Restore Nighttime Flare Distribution: Flare Removal via Light Source Preservation and Physical Prior Rendering
摘要
The light emitted by ubiquitous strong light sources in nighttime scenes will inevitably produce flare artifacts in the captured images after entering the camera lens. Flare artifacts of various shapes, positions, and colors not only severely interfere with downstream computer vision applications but also greatly increase the difficulty and challenge of restoring the visual quality of the images. Existing methods rely on predefined fixed prior information, including intensity, position, and shape, to synthesize and remove flare artifacts. They may not be able to deal with flare situations where multiple types of light sources coexist, resulting in limited generalization performance of deep models. In this paper, we propose a flare removal method that adopts a distribution restoration strategy.
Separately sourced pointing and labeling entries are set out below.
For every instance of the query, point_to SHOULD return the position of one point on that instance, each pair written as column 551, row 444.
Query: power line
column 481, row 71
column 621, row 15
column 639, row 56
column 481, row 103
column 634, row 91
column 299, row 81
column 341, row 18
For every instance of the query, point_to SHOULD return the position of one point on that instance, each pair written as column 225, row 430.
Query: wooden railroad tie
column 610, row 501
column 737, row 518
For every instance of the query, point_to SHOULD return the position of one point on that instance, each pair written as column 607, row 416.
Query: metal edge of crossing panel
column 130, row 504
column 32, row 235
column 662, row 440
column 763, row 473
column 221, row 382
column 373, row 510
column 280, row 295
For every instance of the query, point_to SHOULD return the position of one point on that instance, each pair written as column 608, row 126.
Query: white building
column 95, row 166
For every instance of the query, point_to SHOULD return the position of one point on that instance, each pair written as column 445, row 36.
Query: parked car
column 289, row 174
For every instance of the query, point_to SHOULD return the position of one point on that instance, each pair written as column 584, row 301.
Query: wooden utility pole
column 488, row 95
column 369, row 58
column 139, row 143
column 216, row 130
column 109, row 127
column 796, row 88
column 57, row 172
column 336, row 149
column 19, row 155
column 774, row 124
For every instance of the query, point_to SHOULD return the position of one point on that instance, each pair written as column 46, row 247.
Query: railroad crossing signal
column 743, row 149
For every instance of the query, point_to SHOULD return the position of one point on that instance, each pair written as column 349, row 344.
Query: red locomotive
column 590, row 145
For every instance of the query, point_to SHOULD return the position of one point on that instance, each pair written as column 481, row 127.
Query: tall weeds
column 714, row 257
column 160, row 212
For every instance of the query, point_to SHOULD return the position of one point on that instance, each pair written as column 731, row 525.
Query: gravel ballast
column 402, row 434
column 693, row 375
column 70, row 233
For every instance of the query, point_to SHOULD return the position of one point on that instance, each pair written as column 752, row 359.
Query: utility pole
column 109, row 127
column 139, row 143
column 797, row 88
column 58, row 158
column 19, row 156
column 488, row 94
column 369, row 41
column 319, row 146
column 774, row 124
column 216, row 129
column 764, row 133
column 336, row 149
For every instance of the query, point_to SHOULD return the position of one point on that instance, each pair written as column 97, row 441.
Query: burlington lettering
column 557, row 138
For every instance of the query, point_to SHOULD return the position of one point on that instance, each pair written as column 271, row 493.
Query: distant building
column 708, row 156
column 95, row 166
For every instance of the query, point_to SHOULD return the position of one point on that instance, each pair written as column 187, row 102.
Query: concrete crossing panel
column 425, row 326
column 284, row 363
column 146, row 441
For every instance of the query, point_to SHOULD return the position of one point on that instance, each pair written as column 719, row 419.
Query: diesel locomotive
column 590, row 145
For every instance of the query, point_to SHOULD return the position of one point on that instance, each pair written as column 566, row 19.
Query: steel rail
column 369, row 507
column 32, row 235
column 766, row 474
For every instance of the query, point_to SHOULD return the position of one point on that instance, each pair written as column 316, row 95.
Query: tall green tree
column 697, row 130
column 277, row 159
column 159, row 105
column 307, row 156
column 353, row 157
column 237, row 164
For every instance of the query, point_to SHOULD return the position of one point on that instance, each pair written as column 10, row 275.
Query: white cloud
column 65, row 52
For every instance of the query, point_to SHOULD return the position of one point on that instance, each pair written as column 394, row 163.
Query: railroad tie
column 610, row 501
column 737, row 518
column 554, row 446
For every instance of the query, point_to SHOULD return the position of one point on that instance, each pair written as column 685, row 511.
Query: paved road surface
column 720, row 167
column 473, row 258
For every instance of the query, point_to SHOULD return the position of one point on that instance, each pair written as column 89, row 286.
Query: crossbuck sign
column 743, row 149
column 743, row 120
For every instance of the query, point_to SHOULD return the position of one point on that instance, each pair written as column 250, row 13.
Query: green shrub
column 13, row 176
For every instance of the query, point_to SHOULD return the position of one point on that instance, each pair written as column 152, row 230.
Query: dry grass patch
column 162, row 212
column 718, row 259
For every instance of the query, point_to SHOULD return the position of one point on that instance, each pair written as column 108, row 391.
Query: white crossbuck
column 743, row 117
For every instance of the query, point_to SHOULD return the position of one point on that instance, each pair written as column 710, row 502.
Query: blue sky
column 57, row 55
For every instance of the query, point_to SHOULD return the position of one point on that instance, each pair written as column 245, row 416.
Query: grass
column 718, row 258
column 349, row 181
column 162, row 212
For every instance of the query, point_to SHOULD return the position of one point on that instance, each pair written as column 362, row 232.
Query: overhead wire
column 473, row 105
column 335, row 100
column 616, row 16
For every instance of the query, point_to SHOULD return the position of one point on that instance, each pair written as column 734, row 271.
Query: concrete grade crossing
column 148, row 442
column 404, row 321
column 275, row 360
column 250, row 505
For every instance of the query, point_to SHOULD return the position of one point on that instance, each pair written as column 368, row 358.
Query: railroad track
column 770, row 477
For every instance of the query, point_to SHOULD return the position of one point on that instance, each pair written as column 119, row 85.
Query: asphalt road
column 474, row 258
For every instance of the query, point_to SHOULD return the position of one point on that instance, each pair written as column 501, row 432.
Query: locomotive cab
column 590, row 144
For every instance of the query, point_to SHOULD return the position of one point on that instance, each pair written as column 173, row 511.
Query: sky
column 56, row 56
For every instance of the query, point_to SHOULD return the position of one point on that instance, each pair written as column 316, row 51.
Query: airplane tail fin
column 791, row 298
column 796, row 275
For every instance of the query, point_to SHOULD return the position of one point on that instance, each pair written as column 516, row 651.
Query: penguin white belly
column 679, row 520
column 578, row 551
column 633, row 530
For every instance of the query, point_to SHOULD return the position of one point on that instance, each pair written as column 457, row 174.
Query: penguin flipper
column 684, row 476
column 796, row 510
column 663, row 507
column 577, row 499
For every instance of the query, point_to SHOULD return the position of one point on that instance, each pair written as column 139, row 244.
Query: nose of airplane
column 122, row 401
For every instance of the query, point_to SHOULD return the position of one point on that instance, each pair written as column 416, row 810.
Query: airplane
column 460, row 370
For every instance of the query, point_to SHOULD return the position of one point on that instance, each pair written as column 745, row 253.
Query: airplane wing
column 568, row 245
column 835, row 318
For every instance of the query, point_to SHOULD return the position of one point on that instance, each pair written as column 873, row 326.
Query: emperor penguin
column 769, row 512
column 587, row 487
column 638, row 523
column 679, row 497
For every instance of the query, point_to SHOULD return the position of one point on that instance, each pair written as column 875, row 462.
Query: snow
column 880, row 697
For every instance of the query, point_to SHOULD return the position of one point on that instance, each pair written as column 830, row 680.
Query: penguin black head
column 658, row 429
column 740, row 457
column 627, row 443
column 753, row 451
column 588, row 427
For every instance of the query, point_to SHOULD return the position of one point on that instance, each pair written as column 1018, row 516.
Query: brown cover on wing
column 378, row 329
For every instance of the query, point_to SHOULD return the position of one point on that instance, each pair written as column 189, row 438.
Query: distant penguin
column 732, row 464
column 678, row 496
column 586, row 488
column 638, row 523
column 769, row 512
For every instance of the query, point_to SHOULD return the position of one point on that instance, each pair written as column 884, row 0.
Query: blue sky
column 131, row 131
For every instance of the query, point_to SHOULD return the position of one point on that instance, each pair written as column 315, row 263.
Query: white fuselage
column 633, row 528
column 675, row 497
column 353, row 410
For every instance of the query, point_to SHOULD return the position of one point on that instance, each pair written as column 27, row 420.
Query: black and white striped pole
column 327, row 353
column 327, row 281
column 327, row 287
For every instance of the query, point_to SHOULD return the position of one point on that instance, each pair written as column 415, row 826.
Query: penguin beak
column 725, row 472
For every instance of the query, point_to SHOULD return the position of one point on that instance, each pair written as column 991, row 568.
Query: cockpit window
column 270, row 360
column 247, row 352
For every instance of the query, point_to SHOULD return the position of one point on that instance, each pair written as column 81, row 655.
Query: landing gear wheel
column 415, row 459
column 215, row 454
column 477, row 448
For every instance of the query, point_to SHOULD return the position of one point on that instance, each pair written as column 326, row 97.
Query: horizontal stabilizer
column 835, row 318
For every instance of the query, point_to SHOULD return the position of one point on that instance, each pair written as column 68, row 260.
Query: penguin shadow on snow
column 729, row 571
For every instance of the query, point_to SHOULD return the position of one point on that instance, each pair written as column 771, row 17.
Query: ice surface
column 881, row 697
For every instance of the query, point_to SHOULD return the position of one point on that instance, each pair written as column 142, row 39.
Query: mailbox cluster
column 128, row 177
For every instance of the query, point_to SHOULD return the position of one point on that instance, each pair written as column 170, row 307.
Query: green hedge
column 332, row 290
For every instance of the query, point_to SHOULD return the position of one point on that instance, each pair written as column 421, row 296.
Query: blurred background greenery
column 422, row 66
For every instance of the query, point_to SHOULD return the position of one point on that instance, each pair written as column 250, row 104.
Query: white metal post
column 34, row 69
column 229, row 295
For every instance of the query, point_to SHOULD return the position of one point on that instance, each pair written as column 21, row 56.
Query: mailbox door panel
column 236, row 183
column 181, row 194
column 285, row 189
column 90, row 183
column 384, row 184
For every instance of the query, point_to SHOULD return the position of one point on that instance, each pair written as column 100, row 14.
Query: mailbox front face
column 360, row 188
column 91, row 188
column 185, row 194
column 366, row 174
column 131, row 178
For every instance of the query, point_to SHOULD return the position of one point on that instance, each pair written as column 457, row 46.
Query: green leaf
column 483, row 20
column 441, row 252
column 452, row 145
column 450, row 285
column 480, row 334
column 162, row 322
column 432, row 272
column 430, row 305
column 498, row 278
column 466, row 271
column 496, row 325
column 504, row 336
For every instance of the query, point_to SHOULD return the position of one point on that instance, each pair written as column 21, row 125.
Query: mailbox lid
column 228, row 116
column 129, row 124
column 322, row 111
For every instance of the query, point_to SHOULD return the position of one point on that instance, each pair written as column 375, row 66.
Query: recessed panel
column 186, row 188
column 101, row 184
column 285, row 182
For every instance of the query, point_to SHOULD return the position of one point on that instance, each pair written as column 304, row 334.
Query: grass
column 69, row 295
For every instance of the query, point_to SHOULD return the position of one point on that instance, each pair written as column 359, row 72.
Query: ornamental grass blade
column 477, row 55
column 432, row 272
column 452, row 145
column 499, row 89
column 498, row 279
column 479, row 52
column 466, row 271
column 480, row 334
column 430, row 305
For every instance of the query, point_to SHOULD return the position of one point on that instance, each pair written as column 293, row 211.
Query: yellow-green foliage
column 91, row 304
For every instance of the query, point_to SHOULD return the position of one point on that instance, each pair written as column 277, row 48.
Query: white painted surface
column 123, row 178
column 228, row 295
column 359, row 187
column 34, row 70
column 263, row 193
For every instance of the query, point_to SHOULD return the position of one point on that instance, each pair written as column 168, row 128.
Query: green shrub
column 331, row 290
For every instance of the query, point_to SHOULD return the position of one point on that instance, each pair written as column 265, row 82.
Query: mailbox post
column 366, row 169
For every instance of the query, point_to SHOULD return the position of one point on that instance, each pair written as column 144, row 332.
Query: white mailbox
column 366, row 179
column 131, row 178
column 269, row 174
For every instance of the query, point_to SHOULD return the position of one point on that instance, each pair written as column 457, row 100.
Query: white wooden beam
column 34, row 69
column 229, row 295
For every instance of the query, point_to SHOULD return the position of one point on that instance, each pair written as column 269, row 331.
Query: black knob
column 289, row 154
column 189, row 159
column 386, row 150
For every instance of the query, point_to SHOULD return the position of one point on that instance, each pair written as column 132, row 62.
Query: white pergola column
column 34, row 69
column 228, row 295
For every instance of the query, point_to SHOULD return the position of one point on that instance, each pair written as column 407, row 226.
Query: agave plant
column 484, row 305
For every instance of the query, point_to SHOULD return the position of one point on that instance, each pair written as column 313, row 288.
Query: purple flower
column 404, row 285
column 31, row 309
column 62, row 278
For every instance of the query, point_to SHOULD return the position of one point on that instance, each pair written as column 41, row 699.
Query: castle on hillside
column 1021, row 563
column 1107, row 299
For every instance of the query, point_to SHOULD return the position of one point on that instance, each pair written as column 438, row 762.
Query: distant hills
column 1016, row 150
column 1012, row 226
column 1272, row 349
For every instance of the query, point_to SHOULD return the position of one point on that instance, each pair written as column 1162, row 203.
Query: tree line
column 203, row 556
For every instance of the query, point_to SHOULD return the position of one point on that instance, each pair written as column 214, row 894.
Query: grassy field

Through the light source preservation (LSP) module for recycling light sources and the flare prior rendering (FPR) module based on the point spread function (PSF), we extract and learn the flare distribution in the input images. Then, by utilizing the latent relationships between the flare/flare-free regions mapped by the cycle consistency constraint, our method can manipulate the removal and generation of multiple types of flare. In addition, by comparing the actual size of the light source with the flare range obtained through visual segmentation, we contribute an objective and comprehensive unpaired dataset for flare removal. Different from the paired flare that is difficult to collect and the synthetic flare formed by simple addition, numerous experiments have demonstrated the effectiveness of our framework trained on unpaired data and its superiority compared with baseline methods.